François-Xavier Bagnoud Center for Health & Human Rights, Harvard University, François-Xavier Bagnoud Center for Health and Human Rights at Harvard University (FXB), Boston, MA 02138, UK.

Copyright

(Copyright © 2019, British Council, Publisher Oxford University Press)

DOI

10.1093/bmb/ldz002

PMID

30753325

Abstract

INTRODUCTION: Disaster epidemiological studies indicate that Asia has the highest frequency of natural disasters. Rural communities are heavily impacted by natural disasters and have different healthcare needs to urban ones. Referencing Asian countries, this paper's objective is to provide an overview of health impacts and the current evidence for designing programmes and policies related to rural health emergency and disaster risk management (health-EDRM). SOURCES OF DATA: This paper uses published English-only reports and papers retrieved from PubMed, Google Scholar, Embase, Medline and PsycINFO on rural disaster and emergency responses and relief, health impact and disease patterns in Asia (January 2000-January 2018).

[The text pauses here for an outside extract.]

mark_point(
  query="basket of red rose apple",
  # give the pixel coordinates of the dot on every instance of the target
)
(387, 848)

AREAS OF AGREEMENT: Earthquakes are the most studied natural disasters in rural communities. The medical burden and health needs of rural communities were most commonly reported among populations of extreme age. Most of the existing research evidence for rural interventions was reported in China. There lacks published peer-reviewed reports of programme impacts on personal and community preparedness. AREAS OF CONTROVERSY: There is a lack of evidence-based health-EDRM interventions to evaluate implementation effectiveness in rural areas despite vast volumes of health-related disaster literature. GROWING POINTS: Climate change-related disasters are increasing in frequency and severity. Evidence is needed for disaster risk reduction interventions to address the health risks specific to rural populations. AREAS TIMELY FOR DEVELOPING RESEARCH: To support global policy development, urgent evidence is needed on the intervention effectiveness, long-term health outcomes, local and cultural relevance as well as sustainability of health relief produced by Health-EDRM programmes in rural areas.